With GNU awk for the 4th arg to split():
$ cat tst.awk
{
split($0,flds,/pattern1(pattern2|pattern3)/,seps)
for (i=1; i in flds; i++) {
printf "%s%s", gensub(/pattern1/,"newpattern","g",flds[i]), seps[i]
}
print ""
}
$ awk -f tst.awk file
newpattern pattern1pattern2 aaa_pattern1pattern3 newpatternpattern4 pattern1pattern2newpattern
With other awks you can do the same with a while(match()) loop:
$ cat tst.awk
{
while ( match($0,/pattern1(pattern2|pattern3)/) ) {
tgt = substr($0,1,RSTART-1)
gsub(/pattern1/,"newpattern",tgt)
printf "%s%s", tgt, substr($0,RSTART,RLENGTH)

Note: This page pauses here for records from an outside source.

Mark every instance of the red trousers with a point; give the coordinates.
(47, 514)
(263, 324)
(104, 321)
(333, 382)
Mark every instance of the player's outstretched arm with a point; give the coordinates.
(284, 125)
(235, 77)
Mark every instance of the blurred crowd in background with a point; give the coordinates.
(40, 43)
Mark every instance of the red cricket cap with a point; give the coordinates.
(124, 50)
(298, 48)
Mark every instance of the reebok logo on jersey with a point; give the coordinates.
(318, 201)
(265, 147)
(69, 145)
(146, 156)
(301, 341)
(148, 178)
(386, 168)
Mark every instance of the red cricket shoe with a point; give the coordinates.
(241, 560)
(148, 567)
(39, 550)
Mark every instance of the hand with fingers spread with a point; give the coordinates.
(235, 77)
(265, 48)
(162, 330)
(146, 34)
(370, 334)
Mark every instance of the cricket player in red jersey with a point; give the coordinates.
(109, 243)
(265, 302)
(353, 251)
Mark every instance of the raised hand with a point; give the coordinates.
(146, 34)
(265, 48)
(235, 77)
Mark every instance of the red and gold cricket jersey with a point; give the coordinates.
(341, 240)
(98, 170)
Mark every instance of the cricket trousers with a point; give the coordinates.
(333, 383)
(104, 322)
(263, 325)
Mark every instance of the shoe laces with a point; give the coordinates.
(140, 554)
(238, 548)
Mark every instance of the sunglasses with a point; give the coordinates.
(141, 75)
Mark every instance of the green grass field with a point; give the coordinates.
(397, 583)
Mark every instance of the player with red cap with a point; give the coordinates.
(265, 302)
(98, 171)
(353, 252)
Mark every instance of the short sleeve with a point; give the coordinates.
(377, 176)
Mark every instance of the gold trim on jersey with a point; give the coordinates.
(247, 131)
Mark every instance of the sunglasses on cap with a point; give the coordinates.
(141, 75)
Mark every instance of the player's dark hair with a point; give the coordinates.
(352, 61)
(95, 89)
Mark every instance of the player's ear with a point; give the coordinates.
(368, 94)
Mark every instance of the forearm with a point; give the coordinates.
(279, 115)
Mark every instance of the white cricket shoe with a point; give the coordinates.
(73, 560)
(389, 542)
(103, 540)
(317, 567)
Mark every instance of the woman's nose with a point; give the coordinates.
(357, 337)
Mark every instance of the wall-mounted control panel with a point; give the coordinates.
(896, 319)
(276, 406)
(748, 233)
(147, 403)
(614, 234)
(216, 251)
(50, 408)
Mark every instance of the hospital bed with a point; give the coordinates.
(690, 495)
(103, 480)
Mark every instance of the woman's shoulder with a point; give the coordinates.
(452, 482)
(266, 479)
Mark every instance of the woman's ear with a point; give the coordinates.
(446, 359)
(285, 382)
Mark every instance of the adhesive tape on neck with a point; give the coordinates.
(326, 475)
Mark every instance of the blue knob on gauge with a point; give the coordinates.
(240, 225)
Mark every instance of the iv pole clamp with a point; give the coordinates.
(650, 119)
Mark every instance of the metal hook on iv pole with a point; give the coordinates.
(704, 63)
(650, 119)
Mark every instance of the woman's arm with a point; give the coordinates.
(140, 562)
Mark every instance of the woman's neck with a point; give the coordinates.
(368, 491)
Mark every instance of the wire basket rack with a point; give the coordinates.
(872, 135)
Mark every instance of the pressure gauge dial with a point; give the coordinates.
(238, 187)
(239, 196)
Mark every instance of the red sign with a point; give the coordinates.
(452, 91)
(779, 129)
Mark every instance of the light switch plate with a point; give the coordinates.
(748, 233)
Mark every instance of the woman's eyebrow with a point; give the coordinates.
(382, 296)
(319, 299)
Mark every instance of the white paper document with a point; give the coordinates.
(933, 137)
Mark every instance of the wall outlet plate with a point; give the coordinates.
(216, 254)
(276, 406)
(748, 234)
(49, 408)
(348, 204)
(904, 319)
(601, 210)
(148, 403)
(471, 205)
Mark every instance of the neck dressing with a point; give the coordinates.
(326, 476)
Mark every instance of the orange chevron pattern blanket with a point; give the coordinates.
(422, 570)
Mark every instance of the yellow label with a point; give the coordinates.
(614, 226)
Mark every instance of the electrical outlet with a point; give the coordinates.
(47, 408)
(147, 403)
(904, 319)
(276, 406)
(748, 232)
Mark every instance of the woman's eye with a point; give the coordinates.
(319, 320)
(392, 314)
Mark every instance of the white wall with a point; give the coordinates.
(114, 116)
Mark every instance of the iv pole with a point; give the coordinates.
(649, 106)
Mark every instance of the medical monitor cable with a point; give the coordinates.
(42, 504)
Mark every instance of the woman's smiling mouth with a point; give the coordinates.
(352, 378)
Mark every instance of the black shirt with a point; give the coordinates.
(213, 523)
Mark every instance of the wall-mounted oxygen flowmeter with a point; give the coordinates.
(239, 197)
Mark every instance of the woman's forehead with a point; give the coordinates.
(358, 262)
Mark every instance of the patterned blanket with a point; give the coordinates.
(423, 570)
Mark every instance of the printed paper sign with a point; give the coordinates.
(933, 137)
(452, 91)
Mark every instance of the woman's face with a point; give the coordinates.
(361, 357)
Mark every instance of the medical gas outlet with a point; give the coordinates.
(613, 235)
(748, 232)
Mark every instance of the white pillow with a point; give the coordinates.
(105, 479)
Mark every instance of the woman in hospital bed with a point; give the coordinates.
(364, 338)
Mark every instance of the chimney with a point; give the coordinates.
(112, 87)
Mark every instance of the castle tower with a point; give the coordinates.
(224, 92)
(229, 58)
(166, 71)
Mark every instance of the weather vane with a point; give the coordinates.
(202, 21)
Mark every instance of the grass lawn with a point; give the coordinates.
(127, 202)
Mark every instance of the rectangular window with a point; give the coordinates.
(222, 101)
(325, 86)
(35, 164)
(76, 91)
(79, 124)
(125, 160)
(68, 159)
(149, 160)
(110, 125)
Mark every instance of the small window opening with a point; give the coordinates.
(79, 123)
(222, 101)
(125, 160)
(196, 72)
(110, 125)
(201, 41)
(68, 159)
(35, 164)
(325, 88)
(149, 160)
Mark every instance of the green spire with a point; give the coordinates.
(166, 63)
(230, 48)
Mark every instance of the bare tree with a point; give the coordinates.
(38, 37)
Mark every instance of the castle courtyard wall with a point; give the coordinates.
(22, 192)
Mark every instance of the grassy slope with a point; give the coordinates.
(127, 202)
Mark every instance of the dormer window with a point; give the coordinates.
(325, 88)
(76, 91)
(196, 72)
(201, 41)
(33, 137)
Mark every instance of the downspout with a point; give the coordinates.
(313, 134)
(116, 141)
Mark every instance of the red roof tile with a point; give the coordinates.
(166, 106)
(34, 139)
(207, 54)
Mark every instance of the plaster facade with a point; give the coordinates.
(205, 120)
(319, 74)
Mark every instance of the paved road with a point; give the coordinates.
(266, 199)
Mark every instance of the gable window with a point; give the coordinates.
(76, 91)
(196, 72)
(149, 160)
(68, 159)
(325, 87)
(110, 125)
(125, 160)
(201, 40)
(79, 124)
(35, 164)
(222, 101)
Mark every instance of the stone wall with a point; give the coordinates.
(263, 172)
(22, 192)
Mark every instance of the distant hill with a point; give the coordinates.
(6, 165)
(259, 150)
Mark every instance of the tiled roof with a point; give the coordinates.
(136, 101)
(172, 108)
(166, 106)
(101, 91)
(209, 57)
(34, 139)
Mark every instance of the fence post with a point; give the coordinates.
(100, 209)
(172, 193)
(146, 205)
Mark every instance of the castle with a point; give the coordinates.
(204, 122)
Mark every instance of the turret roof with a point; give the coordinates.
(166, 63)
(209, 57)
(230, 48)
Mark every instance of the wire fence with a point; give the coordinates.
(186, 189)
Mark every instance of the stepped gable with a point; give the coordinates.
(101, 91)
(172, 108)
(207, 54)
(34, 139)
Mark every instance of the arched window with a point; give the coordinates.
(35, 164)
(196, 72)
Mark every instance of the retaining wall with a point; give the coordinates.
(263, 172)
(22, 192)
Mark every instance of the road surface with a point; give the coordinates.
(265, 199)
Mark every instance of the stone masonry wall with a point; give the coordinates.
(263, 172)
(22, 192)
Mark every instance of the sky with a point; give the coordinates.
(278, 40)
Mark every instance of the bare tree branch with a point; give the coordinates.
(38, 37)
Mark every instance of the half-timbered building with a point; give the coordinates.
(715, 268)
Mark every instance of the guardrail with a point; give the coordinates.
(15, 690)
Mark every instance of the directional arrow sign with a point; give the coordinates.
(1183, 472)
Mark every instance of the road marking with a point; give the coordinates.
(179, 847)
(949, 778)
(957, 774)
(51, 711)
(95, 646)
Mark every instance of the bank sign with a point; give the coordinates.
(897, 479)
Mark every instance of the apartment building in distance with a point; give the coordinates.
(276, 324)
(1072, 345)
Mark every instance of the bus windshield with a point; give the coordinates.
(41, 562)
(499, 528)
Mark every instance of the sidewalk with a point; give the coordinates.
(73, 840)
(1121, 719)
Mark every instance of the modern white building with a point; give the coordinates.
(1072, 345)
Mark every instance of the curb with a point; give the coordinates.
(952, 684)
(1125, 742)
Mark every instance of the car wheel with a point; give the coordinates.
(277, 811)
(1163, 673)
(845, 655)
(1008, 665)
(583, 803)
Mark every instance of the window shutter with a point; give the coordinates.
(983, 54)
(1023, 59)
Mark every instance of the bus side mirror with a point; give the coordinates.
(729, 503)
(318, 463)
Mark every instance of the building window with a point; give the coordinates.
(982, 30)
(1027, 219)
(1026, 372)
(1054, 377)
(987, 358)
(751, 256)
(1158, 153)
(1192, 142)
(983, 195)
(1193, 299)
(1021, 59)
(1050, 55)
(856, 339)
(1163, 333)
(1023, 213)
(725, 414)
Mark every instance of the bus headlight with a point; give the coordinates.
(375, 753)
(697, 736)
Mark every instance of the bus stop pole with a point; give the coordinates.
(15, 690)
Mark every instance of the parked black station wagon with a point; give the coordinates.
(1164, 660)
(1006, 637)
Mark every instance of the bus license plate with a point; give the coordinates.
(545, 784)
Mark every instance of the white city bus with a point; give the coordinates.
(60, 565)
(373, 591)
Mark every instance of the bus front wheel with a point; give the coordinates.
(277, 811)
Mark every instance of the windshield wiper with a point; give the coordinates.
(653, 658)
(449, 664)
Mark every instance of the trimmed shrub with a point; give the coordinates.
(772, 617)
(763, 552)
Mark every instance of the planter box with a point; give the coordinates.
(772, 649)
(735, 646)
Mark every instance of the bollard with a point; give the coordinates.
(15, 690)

$0 = substr($0,RSTART+RLENGTH)
}
gsub(/pattern1/,"newpattern",$0)
print
}
$ awk -f tst.awk file
newpattern pattern1pattern2 aaa_pattern1pattern3 newpatternpattern4 pattern1pattern2newpattern
but obviously the gawk solution is simpler and more concise so, as always, get gawk!
awk solution. Nice question. Basically it's doing 2 gensubs:
$ cat tst.awk
{ for (i=1; i<=NF; i++){
s=gensub(/pattern1/, "newpattern", "g", $i);
t=gensub(/(newpattern)(pattern(2|3))/, "pattern1\\2", "g", s);
$i=t
}
}1
Testing:
echo "pattern1 pattern1pattern2 aaa_pattern1pattern3 pattern1pattern4 pattern1pattern2pattern1" | awk -f tst.awk
newpattern pattern1pattern2 aaa_pattern1pattern3 newpatternpattern4 pattern1pattern2newpattern
However, this will fail whenever you already have something like newpatternpattern2 in your input. But that's not what OP suggests with his input examples, I guess.